1. [Echocardiography during ergometric tests in subjects with stable effort angina (author's transl)].
- Author
-
Fedele F, Arata L, Giannico S, Pastore LR, Di Renzi L, Penco M, Agati L, and Dagianti A
- Subjects
- Adult, Aged, Humans, Male, Middle Aged, Myocardial Contraction, Nitroglycerin, Posture, Rest, Angina Pectoris diagnosis, Echocardiography, Exercise Test
- Abstract
The feasibility of echocardiography in detecting left ventricle wall motion abnormalities, their location and their spontaneous or therapeutic regression, was assessed performing monodimensional and two-dimensional echocardiography in 35 patients with stable effort angina, without previous AMI. A control group of 10 normal subjects was also studied.

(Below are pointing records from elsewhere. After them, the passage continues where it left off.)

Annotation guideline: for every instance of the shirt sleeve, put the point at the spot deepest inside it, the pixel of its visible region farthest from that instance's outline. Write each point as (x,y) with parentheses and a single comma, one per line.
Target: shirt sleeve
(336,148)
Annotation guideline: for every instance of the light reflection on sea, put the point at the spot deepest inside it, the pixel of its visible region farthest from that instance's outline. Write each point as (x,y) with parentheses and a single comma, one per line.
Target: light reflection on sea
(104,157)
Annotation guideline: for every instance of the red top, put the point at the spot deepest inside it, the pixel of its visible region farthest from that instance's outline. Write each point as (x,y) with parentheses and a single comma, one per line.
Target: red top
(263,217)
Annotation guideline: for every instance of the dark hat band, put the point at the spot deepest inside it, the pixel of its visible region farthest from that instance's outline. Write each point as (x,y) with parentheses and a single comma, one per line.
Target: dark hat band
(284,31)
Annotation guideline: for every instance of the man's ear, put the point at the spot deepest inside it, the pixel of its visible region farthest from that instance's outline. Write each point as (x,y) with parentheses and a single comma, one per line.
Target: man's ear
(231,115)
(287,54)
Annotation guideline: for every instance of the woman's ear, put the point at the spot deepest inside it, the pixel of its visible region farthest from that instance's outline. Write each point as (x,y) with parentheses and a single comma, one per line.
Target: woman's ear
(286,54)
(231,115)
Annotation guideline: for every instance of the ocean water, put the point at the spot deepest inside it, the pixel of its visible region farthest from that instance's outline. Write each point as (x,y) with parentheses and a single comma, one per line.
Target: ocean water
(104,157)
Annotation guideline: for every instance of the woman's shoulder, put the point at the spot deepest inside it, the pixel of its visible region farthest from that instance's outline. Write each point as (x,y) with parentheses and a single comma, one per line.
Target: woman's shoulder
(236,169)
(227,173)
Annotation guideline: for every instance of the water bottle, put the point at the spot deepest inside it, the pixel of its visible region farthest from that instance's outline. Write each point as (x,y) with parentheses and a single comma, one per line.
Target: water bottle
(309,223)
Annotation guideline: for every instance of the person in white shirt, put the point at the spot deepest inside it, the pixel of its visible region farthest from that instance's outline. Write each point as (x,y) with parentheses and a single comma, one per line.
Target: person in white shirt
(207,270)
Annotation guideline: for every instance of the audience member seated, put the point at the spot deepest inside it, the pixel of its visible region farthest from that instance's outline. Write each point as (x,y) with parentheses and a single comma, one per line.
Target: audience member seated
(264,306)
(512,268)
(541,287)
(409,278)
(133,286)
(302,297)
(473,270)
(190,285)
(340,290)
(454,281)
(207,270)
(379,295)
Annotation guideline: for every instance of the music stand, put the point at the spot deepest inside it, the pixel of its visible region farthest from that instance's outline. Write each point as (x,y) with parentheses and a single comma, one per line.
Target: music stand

The Authors evaluated echocardiographic findings on subjects at rest, during supine bicycle exercise and after sublingual nitroglycerin administration, defining the quality of wall motion as normal, hypokinetic, akinetic or dyskinetic in M-mode, and normal or asynergic in 2-D. They also analyzed, in M-mode, some echocardiographic indices of regional left ventricle function (IVSE, PWE, VIVS, VPW, delta TS, delta TP), and, in 2-D, the percent of systo-diastolic endocardial outline changes versus standard references in 7 sectors of left ventricle (anterior, lateral, inferior, septal in short-axis, septal, postero-lateral in long-axis, and apical) by means of a HP 9845B Computer, interfaced to a Digitizer. The percentage of feasibility of exercise echocardiography has been 60% in M-Mode, and 70% in 2-D. Mono and two-dimensional findings were normal in all patients at rest, whereas, during exercise, 57% of them, in M-mode, and 88% in 2-D, showed segmental contraction abnormalities. The Authors conclude that exercise echocardiography, though technically difficult, is feasible, Both M-mode and 2-D involve peculiar advantages or disadvantages. They provide, however, a valuable tool in detecting the mechanical consequences of exercise-induced regional myocardial ischemia and may be applicable in patients with equivocal exercise test.